3. Jumping to conclusions. In failure analysis, comparing parts or assemblies that failed with ones that didn't can be a very valuable exercise. However, there is a temptation to latch onto any difference and immediately assume that it was responsible for the failure. You may even have a reasonable-sounding theory, which explains how this difference could have caused the failure.
Unfortunately, the fact that something sounds reasonable is no guarantee that it is true. You can't determine the root cause of a failure by simply thinking or talking about it. You need to test your theories against reality. Without data to back it up, a reasonable-sounding theory is just a reasonable-sounding theory.
4. Collecting data instead of thinking. Instead of jumping to conclusions, some engineers go to the opposite extreme: They try to perform every test and collect every piece of data possible, regardless of how relevant it may be to the problem at hand. Of course, this provides them with a ready response when managers ask why the problem hasn't been solved yet: They're waiting for test results.
Clearly, it's important to have data, and too much is better than not enough. But before performing a test, ask yourself: What information do I expect to get from this test? What questions will this information allow me to answer? What are the limitations of this test? Thinking clearly about your test plan before you start testing will help you to stay focused on the root cause.
5. Throwing the kitchen sink at the problem. Often, there are competing theories as to why a part failed. Based on these theories, different engineers may suggest three or four possible changes to the design or manufacturing of the part, which might (or might not) fix the problem. Pressure from management to "just get it fixed" might mean forgoing testing to determine which theory is correct, implementing all of the changes at the same time, and hoping one of them works.
Sometimes, this results in the problem going away, and the engineers look like heroes to management for solving the problem in such a timely manner. But really, nothing has been learned. Worse, in the tribal knowledge of the engineering organization, one of the changes, which actually had no effect, may undeservedly get the credit for fixing the problem. Once this becomes part of the conventional wisdom, it may prove very difficult to dispel. Learning the wrong lesson from a failure can be worse than learning nothing at all.
I always enjoy your posts, Dave. They really take on a problem and put into real world context without any of the hype or confusion that can cloud the issues. This is a perfect example. Maybe not any "rocket science" takeaway here, but some real sound advice for engineers on the common traps most fall into when trying to come to the root cause of a part failure or better yet, avoiding failure to start with.
Although I haven't been involved in formal failure analysis, I have often been called to troubleshoot problems. Often the most senior person involved 'declared' what the root cause was. After I finished my troubleshooting, I had often proven that the 'expert' was wrong. Seniority doesn't automatically mean that you know all of the intricacies.

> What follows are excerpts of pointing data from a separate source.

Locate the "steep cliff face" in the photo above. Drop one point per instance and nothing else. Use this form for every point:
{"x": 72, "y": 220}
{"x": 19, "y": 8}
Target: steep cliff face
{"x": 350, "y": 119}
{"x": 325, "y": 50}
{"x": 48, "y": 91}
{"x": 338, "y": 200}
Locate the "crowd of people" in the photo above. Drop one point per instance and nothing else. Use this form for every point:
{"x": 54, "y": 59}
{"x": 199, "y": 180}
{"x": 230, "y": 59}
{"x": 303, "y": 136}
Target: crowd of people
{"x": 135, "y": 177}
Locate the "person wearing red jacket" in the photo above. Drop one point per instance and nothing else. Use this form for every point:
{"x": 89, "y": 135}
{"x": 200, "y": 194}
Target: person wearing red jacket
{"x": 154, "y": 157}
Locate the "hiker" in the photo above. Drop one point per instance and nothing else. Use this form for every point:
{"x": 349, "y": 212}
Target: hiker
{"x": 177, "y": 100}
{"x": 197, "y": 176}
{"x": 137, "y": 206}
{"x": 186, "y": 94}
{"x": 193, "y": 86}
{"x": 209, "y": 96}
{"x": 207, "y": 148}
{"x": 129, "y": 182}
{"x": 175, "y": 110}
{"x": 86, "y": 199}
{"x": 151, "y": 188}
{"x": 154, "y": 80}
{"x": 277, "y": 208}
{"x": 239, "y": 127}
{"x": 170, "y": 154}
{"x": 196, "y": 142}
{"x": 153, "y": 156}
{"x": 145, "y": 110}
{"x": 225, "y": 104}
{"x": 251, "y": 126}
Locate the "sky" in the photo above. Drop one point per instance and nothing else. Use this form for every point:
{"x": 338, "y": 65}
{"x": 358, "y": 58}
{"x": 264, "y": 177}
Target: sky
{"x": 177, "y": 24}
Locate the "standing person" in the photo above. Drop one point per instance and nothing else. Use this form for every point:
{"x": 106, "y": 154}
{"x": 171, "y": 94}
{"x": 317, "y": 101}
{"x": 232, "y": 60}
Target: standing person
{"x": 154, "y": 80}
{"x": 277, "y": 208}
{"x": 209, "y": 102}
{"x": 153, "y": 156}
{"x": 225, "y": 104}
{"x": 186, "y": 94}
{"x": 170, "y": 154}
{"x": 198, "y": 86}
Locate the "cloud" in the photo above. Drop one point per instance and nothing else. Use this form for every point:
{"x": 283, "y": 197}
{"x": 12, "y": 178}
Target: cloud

I agree with Beth. Dave, thanks for such a clear overview. The principles you discuss here seem simple and obvious in hindsight, yet somehow can be easily forgotten even by well educated and well trained pros. They parallel\ some of the basic electrical system troubleshooting principles I learned from one of my engineer buddies years ago, which I apply mostly to my multi-component stereo system.
@Beth: Thanks for your kind comments. You're right that none of this is rocket science; it's just rational thinking. However, when parts break, people understandably get upset. Emotions can run high, and there may be a tremendous amount of pressure. As Ann points out, under these conditions, even intelligent and highly educated individuals may start to behave irrationally. The most important thing is to stay calm and focused -- especially when others aren't.
@GlennA: Experts, in particular, are susceptible to the temptation to jump to conclusions. The more experience you have, the more likely it is that a given problem resembles one you have encountered before. But that doesn't necessarily mean it's the same problem! Sometimes experience can be just as blinding as ignorance.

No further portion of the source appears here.